Note: The "See Also" section replaces the previous wheel_next/wheel_prev concept. Each article links to all other articles in the batch via the "See Also" section.

Tasks / Subtasks

1. Create Content Injection Module

Effort: 3 story points

  • Create src/interlinking/content_injection.py
  • Implement inject_interlinks() main function
  • Implement "See Also" section builder (all batch articles)
  • Implement homepage URL extraction (base domain)
  • Implement tiered link injection with anchor text matching

2. Anchor Text Processing

Effort: 2 story points

  • Import get_anchor_text_for_tier() from existing module
  • Apply job config anchor_text_config overrides (default/override/append)
  • Implement case-insensitive anchor text search in HTML
  • Wrap first occurrence of anchor text with link
  • Implement fallback: insert anchor text + link if not found in content

Effort: 2 story points

  • Implement safe HTML parsing (avoid breaking existing tags)
  • Implement link insertion before closing article/body tags
  • Ensure proper link formatting (<a href="...">text</a>)
  • Handle edge cases (empty content, malformed HTML)
  • Preserve HTML structure and formatting

4. Database Integration

Effort: 2 story points

  • Update GeneratedContent.content with final HTML
  • Create ArticleLink records for all links
  • Handle both internal (content_id) and external (URL) links
  • Ensure proper link type categorization

5. Unit Tests

Effort: 3 story points

  • Test "See Also" section generation (all batch articles)
  • Test homepage URL extraction (remove slug after /)
  • Test tiered link injection for T1 (money site) and T2+ (lower tier)
  • Test anchor text config modes: default, override, append
  • Test case-insensitive anchor text matching (first occurrence only)
  • Test fallback anchor text insertion when not found in content
  • Test HTML structure preservation after link injection
  • Test database record creation (ArticleLink for all link types)
  • Test with different tier configurations (T1, T2, T3, T4+)

6. Integration Tests

Effort: 2 story points

  • Test full flow: Story 3.1 URLs → Story 3.2 tiered links → Story 3.3 injection
  • Test with different batch sizes (5, 10, 20 articles)
  • Test with various HTML content structures
  • Verify link relationships in article_links table
  • Test with different tiers and project configurations
  • Verify final HTML is deployable (well-formed)

Dependencies

  • Story 3.1: URL generation must be complete
  • Story 3.2: Tiered link finding must be complete
  • Story 2.3: Generated content must exist
  • Story 1.x: Project and database models must exist

Future Considerations

  • Story 4.x will use the final HTML content for deployment
  • Analytics dashboard will use article_links data
  • Future: Advanced link placement strategies
  • Future: Link density optimization

Total Effort

14 story points

Technical Notes

Existing Code to Use

# Use existing anchor text generator
from src.interlinking.anchor_text_generator import get_anchor_text_for_tier

# Example usage - Default tier-based
anchor_texts = get_anchor_text_for_tier("tier1", project, count=5)
# Returns: ["shaft machining", "learn about shaft machining", "shaft machining guide", ...]

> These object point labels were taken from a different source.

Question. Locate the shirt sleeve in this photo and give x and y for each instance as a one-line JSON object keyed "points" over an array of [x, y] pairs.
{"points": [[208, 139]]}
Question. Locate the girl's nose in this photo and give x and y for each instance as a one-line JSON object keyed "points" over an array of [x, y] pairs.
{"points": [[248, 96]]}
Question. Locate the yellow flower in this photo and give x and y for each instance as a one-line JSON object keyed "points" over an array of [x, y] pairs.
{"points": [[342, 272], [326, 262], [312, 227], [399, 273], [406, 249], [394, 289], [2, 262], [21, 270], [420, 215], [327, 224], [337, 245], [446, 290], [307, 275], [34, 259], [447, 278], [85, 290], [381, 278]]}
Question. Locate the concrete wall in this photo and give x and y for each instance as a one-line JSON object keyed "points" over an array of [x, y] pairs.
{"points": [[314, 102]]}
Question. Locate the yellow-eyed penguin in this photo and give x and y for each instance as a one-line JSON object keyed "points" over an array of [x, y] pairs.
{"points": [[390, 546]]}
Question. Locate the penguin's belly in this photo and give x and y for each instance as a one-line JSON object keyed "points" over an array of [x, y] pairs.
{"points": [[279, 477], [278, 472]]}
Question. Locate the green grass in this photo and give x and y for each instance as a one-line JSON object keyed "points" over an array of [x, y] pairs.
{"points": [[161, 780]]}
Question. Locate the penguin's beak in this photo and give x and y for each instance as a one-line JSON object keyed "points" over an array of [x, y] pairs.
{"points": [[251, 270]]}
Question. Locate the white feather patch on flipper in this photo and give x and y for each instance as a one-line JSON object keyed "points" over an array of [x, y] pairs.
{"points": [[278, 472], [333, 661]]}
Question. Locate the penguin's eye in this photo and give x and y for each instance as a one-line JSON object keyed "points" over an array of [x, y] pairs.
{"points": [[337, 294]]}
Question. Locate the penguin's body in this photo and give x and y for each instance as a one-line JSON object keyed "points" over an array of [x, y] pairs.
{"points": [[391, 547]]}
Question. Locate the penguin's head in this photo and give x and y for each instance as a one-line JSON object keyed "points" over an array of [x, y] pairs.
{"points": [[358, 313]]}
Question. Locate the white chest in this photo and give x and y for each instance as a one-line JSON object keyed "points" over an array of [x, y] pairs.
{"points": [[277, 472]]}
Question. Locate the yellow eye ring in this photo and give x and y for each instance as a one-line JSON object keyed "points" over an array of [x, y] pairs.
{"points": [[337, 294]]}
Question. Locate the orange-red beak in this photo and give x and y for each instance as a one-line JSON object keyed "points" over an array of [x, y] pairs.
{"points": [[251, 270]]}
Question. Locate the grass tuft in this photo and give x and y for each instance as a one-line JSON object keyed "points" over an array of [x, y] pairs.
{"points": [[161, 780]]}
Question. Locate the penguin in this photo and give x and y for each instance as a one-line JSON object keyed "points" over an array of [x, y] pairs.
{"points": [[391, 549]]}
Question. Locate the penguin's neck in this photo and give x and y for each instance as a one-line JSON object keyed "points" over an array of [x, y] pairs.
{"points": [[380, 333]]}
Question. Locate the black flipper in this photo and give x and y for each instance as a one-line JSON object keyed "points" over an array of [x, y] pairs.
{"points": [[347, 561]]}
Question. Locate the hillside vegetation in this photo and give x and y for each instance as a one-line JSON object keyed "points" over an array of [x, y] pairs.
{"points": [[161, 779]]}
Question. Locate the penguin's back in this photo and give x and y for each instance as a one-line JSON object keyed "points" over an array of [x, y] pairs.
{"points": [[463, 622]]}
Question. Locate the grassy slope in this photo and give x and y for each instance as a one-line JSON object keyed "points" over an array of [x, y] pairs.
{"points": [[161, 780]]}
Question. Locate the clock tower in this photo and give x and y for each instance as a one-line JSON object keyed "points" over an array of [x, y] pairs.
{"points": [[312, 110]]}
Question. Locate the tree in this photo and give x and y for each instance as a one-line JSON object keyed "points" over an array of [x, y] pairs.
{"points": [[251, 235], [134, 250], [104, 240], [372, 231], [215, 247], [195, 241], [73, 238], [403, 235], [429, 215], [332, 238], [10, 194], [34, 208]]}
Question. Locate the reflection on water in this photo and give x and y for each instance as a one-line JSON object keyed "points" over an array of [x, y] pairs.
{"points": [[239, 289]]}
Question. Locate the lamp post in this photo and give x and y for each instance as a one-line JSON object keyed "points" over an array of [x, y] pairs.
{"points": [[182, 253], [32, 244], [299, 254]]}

# Example usage - With job config override
if job_config.anchor_text_config:
    if job_config.anchor_text_config.mode == "override":
        anchor_texts = job_config.anchor_text_config.custom_text
        # Returns: ["click here for more info", "learn more about this topic", ...]
    elif job_config.anchor_text_config.mode == "append":
        anchor_texts = default_anchors + job_config.anchor_text_config.custom_text
        # Returns: ["shaft machining", "learn about...", "click here...", ...]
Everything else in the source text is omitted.